The consulate will ask for a list of discrepancies. I erred on the side of caution and listed everything, even if it was minor. For instance, I wrote that my grandfather was listed as “Filippo” on his birth certificate but as “Phillip” on all other documents. Meticulousness here can only help.

Step Five – Book your “appointment"
You’ll need to schedule an appointment so that the consulate may review your paperwork. Since I live far my consulate, my “appointment” was actually a date when my documents would be reviewed so all I had to do was to get my paperwork in ahead of time. It is probably not a bad idea to make photo copies of everything in your application.

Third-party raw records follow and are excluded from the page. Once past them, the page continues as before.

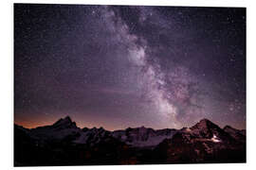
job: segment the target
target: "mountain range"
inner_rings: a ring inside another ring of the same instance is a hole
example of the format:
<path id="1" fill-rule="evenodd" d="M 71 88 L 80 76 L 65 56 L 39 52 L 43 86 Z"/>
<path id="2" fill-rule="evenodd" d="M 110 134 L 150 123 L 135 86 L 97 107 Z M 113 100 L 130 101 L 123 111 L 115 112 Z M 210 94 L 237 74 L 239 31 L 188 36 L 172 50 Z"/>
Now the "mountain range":
<path id="1" fill-rule="evenodd" d="M 208 119 L 181 129 L 80 128 L 69 116 L 51 126 L 14 125 L 14 166 L 246 162 L 246 130 Z"/>

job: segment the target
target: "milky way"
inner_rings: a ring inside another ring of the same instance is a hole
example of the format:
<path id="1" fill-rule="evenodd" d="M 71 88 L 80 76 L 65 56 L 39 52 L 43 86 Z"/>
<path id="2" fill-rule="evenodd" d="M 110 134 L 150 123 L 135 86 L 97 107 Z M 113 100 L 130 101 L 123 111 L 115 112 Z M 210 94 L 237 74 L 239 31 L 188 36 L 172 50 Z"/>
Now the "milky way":
<path id="1" fill-rule="evenodd" d="M 15 122 L 246 126 L 246 9 L 14 6 Z"/>

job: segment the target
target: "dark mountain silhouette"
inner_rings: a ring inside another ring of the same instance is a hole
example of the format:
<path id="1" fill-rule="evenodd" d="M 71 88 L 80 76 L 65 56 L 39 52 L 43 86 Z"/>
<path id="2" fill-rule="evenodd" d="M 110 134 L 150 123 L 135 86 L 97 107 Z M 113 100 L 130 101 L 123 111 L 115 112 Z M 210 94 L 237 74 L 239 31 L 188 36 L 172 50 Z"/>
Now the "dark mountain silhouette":
<path id="1" fill-rule="evenodd" d="M 245 130 L 202 119 L 191 128 L 80 128 L 69 116 L 32 129 L 14 125 L 14 165 L 245 162 Z"/>

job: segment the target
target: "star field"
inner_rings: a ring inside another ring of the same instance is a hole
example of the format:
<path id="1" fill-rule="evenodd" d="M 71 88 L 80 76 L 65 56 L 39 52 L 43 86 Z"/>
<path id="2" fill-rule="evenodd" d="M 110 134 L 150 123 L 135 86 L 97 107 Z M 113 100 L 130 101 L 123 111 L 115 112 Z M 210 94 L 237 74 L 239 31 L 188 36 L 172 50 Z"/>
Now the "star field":
<path id="1" fill-rule="evenodd" d="M 14 119 L 246 128 L 246 9 L 14 5 Z"/>

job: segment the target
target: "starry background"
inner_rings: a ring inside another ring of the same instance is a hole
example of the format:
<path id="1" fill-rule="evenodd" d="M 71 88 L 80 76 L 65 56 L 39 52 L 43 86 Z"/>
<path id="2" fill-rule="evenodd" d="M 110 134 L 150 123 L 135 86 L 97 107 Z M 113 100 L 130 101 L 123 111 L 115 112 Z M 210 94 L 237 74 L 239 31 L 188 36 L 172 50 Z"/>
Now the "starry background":
<path id="1" fill-rule="evenodd" d="M 246 8 L 14 5 L 14 122 L 246 128 Z"/>

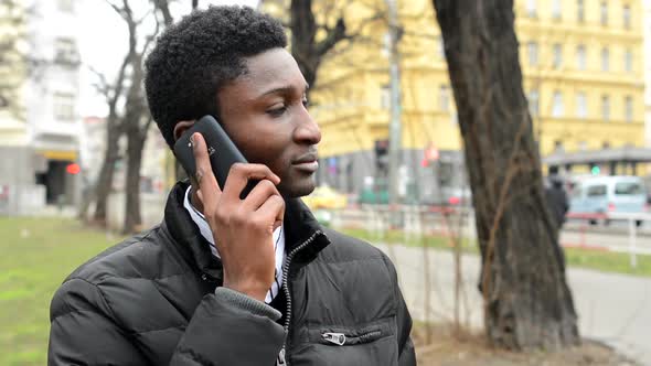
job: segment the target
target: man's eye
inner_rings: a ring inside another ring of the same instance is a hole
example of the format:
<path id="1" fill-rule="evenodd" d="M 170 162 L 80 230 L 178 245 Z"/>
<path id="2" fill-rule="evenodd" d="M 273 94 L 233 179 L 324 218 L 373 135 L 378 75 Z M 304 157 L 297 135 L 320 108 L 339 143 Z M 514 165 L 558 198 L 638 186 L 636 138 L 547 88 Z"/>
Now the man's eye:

As with every step of this process, follow all of the directions exactly. The process takes a long enough time as it is, so your diligence can help you avoid further questions or delays. Finally, sit back patiently and wait. I didn’t hear a peep from the consulate until I received my recognition letter six months later.

Two passports
Dui passaporti!
A note on website and social media -
There is a ton of information on dual citizenship on the internet and on social media. As with everything web-related, watch out for bullshit and always remember that the consulate is where to go for the most accurate information on obtaining dual citizenship. However, I wouldn’t discount websites and social media groups as they can be full of useful information. There is a Facebook page for Americans seeking Italian citizenship, and there you can find out first-hand what others are experiencing as they go through the process.

If you are a dual citizenship or in the process of applying, please share your experiences and resources in the comments section of this post.
Facebook considers this a “life event.” Here’s my post to commemorate the occasion.

Dal diritto di sangue, oggi ho ottenuto la doppia cittadinanza
By the right of blood, today I obtained dual citizenship.

I like the way it sounds in both English and Italian!